To understand exactly how modern consensus engines survive this flavor of infrastructure chaos, I built a zero-dependency Linux network namespace sandbox to simulate this asymmetric VLAN leak on an active etcd cluster.

The Mechanics of Asymmetric Partitions

In a classic 3-node cluster, a symmetric partition splits the network cleanly:

symmetric-partitions

If Node 3 was the leader, Node 1 and Node 2 realize heartbeats have stopped, increment their Raft term, hold an election, and select a new leader. Node 3 sits in isolation, unable to write because it cannot reach a majority. When the partition heals, Node 3 sees a higher term, steps down to a follower, and reconciles its state. This is predictable.

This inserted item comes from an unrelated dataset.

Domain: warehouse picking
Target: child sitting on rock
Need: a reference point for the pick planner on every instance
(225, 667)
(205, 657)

Now, consider an asymmetric partition (the “gray” failure):

asymmetric-partitions

Here, Node 1 and Node 3 are blocked from communicating with each other, but both maintain a healthy link to Node 2.

If Node 2 is the cluster leader, it can easily replicate state to both followers because it has independent pathways to both. But what happens if Node 3 experiences a transient blip, stops receiving heartbeats from Node 2, and decides to run for election?

In a naive implementation of Raft, Node 3 would:

  1. Increment its local term (e.g., from Term 2 to Term 3).
  2. Transition to Candidate state.
  3. Broadcast a MsgVote request.

When Node 2 receives a MsgVote with a higher term (Term 3), Raft rules dictate that Node 2 must immediately step down to a follower and accept the new term. But Node 3 can never win the election because it cannot reach Node 1 to get a majority vote.

The active leader was just deposed by a “disruptive follower” that had absolutely no chance of forming quorum. Once Node 2 steps down, the entire cluster’s write path is halted, and the cluster enters an infinite loop of failed elections.

To solve this, modern implementations of Raft rely on two critical guardrails: Check-Quorum and Pre-Vote.

The Raft Rescue Team: Pre-Vote and Check-Quorum

Check-Quorum

Introduced to prevent disrupted leaders from clinging to power, Check-Quorum forces the active leader to actively monitor whether it can reach a majority of peers. Every heartbeat interval, the leader counts its active connections. If it cannot see a majority (e.g., 2 out of 3 nodes) for more than an election timeout period, it voluntarily steps down to follower status without waiting for a peer to challenge it.

Pre-Vote

Pre-Vote directly solves the “disruptive follower” problem. Before a node is allowed to increment its term and transition to a full Candidate state, it must run a lightweight, non-disruptive Pre-Candidate phase.

pre-vote

During Pre-Vote:

  1. The node does not increment its term.
  2. It transitions to Pre-Candidate and sends a MsgPreVote request to its peers.
  3. Peers only vote “Yes” if:
    • The candidate’s log is at least as up-to-date as theirs.
    • They have not heard from the active leader within their election timeout window.
  4. If the Pre-Candidate collects a majority of “Yes” votes, it officially elevates to Candidate, increments the term, and starts a real election.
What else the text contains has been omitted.